Sunday, November 06, 2005

Well Dressed Training

Being sensitive is all part of the job. My library, like any good library, offers continuing staff development - which includes trainings on diversity, sexual harassment, customer service skills, and the like.

Recently, I was treated to a session on diversity. This was learning about stereotypes, and how they can live in the work place. I found this interesting for several reasons. For one, very sensitive issues on race, sexuality, and gender were brought up - as if we were discussing favorite cake recipes. No punches pulled, we just went straight for the facts. The leader of the session did a good job.

I was imagining that it could have gone out of control. Finding out about co - workers prejudices, and beliefs (a.k.a. morals) is always a tough thing for me, especially because I do not bring my private life to work. This lead to many conversations, etc. I thought I had escaped the day without really learning too much about anyone. Shall I say I was wrong?

Stereotypes about homosexuality are awful. I loved the trainer because the word "orientation" was used, not "choice". I loved the trainer because the subject was treated with respect, and not looked at as the "alternate life style".

So, to all those tough guys, who like to note that I sleep with men, I say "so does your mother".

I also don't like that people say "men", because I only spend my time with one man.

This is one of the stereotypes that really sent me off my gourd. Not all gay men want to have sex with every single man they walk past. Many of us are in successful relationships with other bright, well dressed, educated guys. We have families.
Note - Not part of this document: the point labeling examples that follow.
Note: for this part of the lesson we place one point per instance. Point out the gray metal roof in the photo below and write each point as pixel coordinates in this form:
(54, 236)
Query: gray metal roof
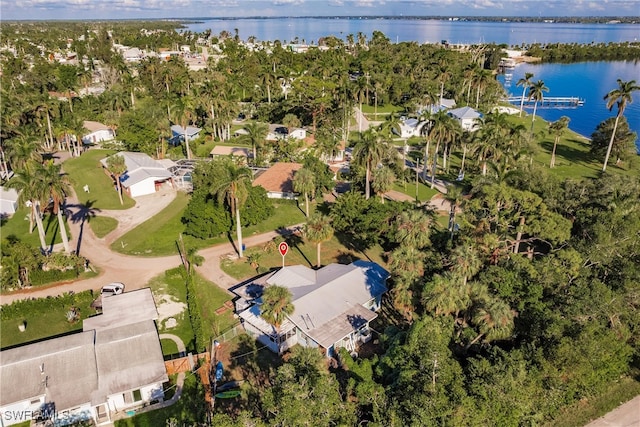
(66, 365)
(341, 326)
(126, 358)
(465, 113)
(326, 299)
(140, 166)
(118, 351)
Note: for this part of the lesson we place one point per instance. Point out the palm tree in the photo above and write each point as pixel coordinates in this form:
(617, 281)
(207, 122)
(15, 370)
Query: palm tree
(494, 319)
(369, 152)
(536, 92)
(383, 179)
(58, 187)
(413, 228)
(255, 136)
(232, 186)
(304, 182)
(526, 84)
(29, 185)
(117, 166)
(318, 229)
(466, 261)
(276, 305)
(23, 149)
(557, 128)
(622, 95)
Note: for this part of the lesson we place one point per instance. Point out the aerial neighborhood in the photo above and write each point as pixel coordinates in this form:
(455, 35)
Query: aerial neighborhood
(203, 229)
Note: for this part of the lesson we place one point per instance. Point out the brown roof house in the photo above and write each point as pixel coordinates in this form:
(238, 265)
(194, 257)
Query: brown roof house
(115, 364)
(333, 306)
(278, 180)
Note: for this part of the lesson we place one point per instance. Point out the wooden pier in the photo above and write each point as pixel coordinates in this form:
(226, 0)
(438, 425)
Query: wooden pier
(550, 102)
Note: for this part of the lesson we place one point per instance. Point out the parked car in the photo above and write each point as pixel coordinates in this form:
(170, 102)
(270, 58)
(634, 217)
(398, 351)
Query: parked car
(113, 288)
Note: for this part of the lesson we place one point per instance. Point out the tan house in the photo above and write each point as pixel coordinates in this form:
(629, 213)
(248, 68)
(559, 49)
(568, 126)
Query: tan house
(278, 180)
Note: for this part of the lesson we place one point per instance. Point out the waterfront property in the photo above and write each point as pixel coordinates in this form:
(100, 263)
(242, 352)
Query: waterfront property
(468, 118)
(333, 306)
(115, 364)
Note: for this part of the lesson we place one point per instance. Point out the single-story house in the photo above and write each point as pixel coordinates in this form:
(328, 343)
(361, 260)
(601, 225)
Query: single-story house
(282, 132)
(144, 175)
(468, 118)
(333, 306)
(97, 133)
(278, 180)
(8, 201)
(225, 151)
(410, 127)
(178, 133)
(115, 364)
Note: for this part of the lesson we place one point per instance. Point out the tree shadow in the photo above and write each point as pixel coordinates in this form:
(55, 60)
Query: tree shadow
(82, 214)
(294, 240)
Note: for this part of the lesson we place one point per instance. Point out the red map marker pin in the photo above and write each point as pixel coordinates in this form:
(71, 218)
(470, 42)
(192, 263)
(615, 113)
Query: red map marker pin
(283, 248)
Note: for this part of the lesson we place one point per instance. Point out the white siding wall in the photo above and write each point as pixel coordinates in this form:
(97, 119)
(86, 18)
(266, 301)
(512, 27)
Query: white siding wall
(143, 188)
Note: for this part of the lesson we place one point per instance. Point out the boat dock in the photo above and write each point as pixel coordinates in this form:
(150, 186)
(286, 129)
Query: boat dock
(550, 102)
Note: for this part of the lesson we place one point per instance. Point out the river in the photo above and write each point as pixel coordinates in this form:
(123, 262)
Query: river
(589, 81)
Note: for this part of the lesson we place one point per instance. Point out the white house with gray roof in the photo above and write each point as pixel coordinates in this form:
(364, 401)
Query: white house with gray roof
(468, 118)
(333, 306)
(144, 175)
(110, 367)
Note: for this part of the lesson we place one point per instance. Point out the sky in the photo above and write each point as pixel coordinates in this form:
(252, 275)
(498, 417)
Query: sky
(139, 9)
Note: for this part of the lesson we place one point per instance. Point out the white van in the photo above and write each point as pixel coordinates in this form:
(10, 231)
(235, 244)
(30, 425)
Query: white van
(113, 288)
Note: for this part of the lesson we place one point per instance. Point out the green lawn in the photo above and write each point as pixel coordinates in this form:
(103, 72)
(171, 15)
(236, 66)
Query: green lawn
(425, 192)
(300, 252)
(171, 286)
(102, 225)
(157, 236)
(18, 225)
(87, 170)
(44, 317)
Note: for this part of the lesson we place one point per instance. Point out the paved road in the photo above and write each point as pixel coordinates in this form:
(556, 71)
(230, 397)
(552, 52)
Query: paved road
(625, 415)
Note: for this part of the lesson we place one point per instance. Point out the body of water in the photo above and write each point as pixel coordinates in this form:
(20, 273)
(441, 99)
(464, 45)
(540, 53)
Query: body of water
(420, 30)
(589, 80)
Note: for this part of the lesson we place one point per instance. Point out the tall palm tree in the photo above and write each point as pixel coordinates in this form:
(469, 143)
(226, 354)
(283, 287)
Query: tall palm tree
(304, 182)
(232, 186)
(22, 149)
(58, 187)
(557, 128)
(622, 95)
(255, 136)
(318, 229)
(383, 179)
(413, 228)
(370, 151)
(29, 185)
(536, 92)
(276, 305)
(117, 166)
(525, 82)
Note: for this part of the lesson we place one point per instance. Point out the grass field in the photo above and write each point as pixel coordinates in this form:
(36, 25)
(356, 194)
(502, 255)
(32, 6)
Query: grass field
(169, 288)
(18, 225)
(300, 252)
(45, 317)
(157, 237)
(87, 170)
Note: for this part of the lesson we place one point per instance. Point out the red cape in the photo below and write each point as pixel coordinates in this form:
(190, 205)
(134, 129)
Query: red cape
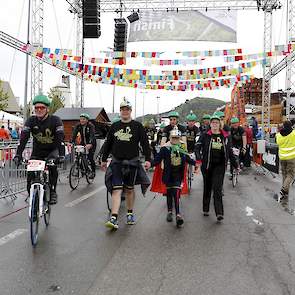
(159, 187)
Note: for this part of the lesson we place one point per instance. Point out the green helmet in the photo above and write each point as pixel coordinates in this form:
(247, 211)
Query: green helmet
(219, 114)
(125, 103)
(85, 115)
(116, 119)
(214, 117)
(234, 120)
(173, 114)
(191, 117)
(206, 117)
(41, 99)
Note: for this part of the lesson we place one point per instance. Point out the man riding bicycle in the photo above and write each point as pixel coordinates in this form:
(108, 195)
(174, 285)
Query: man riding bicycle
(48, 135)
(173, 117)
(192, 131)
(123, 142)
(205, 125)
(87, 135)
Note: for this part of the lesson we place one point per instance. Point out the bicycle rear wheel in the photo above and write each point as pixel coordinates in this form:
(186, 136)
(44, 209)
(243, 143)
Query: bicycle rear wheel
(34, 220)
(88, 175)
(74, 177)
(46, 206)
(109, 201)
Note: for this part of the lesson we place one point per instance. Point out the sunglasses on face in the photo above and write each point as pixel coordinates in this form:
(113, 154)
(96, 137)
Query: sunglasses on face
(40, 108)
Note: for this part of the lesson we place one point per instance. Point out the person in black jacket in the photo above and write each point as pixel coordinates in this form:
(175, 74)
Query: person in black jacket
(123, 142)
(213, 150)
(87, 135)
(174, 158)
(48, 135)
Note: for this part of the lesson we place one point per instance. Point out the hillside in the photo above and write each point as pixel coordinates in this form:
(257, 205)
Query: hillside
(199, 106)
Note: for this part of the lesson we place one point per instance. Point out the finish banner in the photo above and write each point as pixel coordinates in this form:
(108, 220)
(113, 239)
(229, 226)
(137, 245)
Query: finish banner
(215, 26)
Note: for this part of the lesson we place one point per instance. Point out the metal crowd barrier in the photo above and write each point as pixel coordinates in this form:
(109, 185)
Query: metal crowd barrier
(13, 180)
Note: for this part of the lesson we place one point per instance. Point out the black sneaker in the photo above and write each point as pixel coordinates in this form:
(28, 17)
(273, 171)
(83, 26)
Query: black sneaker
(169, 217)
(53, 198)
(179, 220)
(219, 218)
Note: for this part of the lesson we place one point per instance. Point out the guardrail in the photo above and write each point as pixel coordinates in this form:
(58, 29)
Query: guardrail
(13, 180)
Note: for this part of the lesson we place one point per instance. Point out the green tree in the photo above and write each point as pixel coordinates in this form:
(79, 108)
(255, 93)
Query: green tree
(3, 98)
(57, 100)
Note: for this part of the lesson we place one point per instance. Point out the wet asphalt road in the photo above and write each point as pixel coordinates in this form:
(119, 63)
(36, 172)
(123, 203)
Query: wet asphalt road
(251, 252)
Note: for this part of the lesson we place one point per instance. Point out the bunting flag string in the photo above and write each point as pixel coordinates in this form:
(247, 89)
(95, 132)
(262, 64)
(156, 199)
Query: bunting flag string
(145, 75)
(118, 58)
(199, 85)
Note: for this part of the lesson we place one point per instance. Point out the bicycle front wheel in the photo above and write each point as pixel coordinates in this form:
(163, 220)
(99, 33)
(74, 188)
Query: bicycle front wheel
(47, 208)
(189, 177)
(109, 201)
(74, 177)
(34, 220)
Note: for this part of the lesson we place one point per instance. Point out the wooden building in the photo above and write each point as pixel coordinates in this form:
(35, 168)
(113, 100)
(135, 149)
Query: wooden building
(71, 116)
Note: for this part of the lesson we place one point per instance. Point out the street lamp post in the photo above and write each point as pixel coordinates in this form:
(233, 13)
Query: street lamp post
(135, 104)
(143, 98)
(158, 114)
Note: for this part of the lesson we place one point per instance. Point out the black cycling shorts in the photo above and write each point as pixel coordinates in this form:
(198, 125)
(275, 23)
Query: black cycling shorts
(122, 176)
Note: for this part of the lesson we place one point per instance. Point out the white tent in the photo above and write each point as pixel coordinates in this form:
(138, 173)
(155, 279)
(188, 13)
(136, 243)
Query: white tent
(12, 119)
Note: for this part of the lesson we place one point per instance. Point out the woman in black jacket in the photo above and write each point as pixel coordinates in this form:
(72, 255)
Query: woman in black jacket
(213, 150)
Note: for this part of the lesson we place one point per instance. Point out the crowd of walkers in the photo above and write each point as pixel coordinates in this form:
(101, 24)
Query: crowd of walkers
(207, 146)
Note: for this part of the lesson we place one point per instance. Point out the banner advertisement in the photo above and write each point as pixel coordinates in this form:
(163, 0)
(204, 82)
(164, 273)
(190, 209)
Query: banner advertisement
(270, 159)
(214, 26)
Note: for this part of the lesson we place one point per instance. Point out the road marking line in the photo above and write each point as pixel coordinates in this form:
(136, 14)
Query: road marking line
(83, 198)
(12, 236)
(257, 221)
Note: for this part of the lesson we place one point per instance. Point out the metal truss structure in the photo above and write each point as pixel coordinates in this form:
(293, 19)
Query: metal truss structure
(19, 45)
(290, 73)
(266, 84)
(37, 40)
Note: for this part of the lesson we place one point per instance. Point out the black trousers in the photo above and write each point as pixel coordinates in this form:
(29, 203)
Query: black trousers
(213, 181)
(53, 173)
(173, 195)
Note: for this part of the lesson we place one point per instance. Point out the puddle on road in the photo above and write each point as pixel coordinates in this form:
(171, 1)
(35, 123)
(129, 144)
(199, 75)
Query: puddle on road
(249, 211)
(257, 221)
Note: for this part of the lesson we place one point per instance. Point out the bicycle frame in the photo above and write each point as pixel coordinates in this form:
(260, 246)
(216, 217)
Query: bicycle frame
(41, 196)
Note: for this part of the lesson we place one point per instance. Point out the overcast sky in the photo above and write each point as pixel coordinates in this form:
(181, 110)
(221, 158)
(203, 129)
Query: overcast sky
(59, 32)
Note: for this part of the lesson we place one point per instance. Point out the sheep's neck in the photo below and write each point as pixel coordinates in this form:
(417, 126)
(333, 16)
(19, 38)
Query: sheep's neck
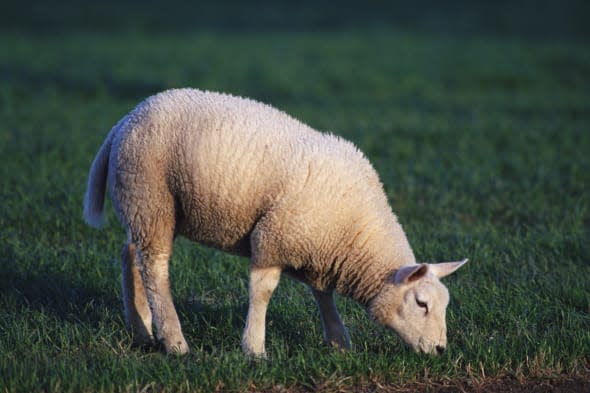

Our living rooms are not disco strobe parties on the weekend, and surprise: we don't all wear tight jeans.

I only mention this because when the strereotype was mentioned, a few people rushed in, and agreed...perhaps before they realized that this was the part of the conversation you were at least secretly allowed to think things, but not actually say them outloud. Oops. Talk about sensitive.

At any rate, this blog is about librarians. Well, this librarian.

Believe it or not, I do not talk about my personal life at work. I think most of my co-workers know that I have someone special in my life. But that may be about it. I'd like to think that I lend a positive light to ideas that some may carry about being gay.

I'm educated.
I'm well dressed.
I'm in a committed relationship.
I show up to work everyday.
I have a good relationship with my family.
Excitement on the weekend stems from finishing or NEARLY finishing the NYT Sunday Crossword Puzzle.

I'm not an ignorant slut, who spends all spare time clubbing and soliciting the male species.

I sadly learned that is what some people think gay folks do. To you I say:" do not collect $200, and go straight to jail".

It is true that some gay men do this. It is also true some straight women do this. The same people who wouldn't say "women are sluts" will say it about gays. Go figure. It amazes me when the oppressed oppress.

Moral of this blog: Don't you wish your boyfriend was hot like me?